El emotivo adiós de una dependienta de una tienda de chuches tras diez años en Ourense y la respuesta de un vecino: “Mucha suerte en tu vida”
BARRIO DE O COUTO
La tienda Enredos de la rúa Velázquez cerró sus puertas el pasado 19 de julio, pero su escaparate dejó una última historia: la despedida de Elena, su dependienta, y la respuesta de uno de los vecinos.
El cierre de un comercio suele dejar tras de sí recuerdos entre quienes durante años pasaron por su mostrador. En el caso de la tienda Enredos de la rúa Velázquez, en Ourense, esa despedida quedó escrita en el propio escaparate, primero por parte de la dependienta y después por uno de los vecinos de la zona.
El establecimiento cerró sus puertas el pasado 19 de julio, tal y como anunciaba uno de los carteles colocados en el local, en el que el negocio agradecía a los clientes “vuestra confianza a lo largo de estos años” y recordaba que continuaba con sus tiendas de Valle Inclán, Santo Domingo y el centro comercial Ponte Vella.
Una despedida a mano de la dependienta
Junto a ese anuncio apareció otro escrito a mano por Elena, la dependienta de la tienda, que quiso despedirse de quienes habían compartido con ella más de una década. “Con el tiempo, aprendes que la vida no se trata de tenerlo todo, sino de valorar lo esencial”, comenzaba su mensaje.

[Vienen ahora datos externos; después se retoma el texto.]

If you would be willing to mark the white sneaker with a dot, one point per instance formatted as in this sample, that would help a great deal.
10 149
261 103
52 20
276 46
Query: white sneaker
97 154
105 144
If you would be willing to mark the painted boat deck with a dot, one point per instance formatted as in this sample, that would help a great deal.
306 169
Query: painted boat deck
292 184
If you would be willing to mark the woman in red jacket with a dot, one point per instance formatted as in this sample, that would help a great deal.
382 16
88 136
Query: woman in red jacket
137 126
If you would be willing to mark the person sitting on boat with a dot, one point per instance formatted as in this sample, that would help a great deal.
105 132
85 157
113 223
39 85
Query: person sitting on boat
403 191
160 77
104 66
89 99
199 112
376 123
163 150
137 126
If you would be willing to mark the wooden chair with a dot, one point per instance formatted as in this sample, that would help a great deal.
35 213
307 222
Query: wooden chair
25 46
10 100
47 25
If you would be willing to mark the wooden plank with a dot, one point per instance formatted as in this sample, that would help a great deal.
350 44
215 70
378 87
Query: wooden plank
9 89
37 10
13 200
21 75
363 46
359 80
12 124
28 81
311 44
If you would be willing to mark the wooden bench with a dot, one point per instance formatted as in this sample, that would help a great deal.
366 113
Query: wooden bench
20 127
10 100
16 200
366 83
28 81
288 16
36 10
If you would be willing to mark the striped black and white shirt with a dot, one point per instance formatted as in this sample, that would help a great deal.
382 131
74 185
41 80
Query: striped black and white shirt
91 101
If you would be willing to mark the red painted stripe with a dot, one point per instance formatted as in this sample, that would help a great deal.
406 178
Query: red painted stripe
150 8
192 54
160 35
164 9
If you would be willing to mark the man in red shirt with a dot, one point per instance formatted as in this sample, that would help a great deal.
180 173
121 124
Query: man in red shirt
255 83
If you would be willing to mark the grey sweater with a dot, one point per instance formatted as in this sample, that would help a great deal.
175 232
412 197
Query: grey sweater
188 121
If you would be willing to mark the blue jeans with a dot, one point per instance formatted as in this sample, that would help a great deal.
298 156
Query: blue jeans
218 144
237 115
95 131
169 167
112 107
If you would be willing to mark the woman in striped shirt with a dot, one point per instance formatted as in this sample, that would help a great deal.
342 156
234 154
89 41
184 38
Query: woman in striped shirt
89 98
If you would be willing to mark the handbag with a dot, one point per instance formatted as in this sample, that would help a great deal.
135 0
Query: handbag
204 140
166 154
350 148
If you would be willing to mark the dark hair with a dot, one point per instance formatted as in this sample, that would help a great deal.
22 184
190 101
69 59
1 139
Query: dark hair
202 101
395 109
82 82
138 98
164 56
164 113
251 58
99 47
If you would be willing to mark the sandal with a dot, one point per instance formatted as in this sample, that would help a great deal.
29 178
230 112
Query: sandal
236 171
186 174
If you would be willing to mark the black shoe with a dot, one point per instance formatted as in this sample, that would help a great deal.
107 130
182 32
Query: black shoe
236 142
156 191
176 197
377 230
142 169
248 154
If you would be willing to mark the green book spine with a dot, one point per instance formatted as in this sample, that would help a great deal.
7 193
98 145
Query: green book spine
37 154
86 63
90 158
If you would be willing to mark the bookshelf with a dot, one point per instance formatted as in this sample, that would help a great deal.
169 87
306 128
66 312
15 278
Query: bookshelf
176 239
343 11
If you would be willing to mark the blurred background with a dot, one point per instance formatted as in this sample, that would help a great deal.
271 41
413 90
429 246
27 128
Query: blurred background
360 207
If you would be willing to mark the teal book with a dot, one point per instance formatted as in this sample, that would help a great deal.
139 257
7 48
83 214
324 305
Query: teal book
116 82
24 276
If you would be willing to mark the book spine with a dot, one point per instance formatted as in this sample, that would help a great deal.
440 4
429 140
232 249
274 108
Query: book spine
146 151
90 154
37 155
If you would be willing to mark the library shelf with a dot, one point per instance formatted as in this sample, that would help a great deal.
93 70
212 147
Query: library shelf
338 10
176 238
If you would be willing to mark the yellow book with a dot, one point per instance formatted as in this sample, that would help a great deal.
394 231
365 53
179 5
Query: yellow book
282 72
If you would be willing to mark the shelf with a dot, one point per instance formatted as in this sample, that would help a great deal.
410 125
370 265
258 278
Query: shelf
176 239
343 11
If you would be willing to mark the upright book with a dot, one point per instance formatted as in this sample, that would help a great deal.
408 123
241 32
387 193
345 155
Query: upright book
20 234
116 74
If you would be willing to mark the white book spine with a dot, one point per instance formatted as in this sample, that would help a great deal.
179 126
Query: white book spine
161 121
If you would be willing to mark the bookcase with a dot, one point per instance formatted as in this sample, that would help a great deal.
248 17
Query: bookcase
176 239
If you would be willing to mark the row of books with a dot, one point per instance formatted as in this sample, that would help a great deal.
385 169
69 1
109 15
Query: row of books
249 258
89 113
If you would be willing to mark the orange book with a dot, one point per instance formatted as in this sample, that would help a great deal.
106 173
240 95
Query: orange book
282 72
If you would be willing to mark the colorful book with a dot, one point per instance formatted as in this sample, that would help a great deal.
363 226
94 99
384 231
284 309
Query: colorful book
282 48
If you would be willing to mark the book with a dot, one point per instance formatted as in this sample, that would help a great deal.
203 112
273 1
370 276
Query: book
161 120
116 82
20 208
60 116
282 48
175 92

Elena recordaba las “risas sinceras”, las conversaciones “que te llenan el alma” y los momentos vividos durante diez años y medio.
“Gracias por compartir en estos diez años y medio momentos mágicos conmigo. Muchas gracias a todos”, concluía la trabajadora, que firmaba el cartel como “Elenita”.
"Gracias por tratarnos tan bien, escucharnos y guardarnos el pan"
La despedida, sin embargo, no quedó sin respuesta. Un vecino colocó posteriormente otro folio junto al mensaje de Elena, convirtiendo el escaparate del comercio ya cerrado en un particular intercambio de agradecimientos. “Querida Elena: darte las gracias en nombre de todos los vecinos, por tratarnos tan bien, escucharnos y guardarnos el pan”, escribió.
El mensaje terminaba con una despedida sencilla: “Te vamos a echar mucho de menos. Mucha suerte con tu vida. Un abrazo. Un vecino”.
Así, lo que comenzó como el anuncio del cierre de una tienda terminó convirtiéndose en una pequeña muestra del vínculo que puede crearse entre el comercio de barrio y quienes pasan por él cada día.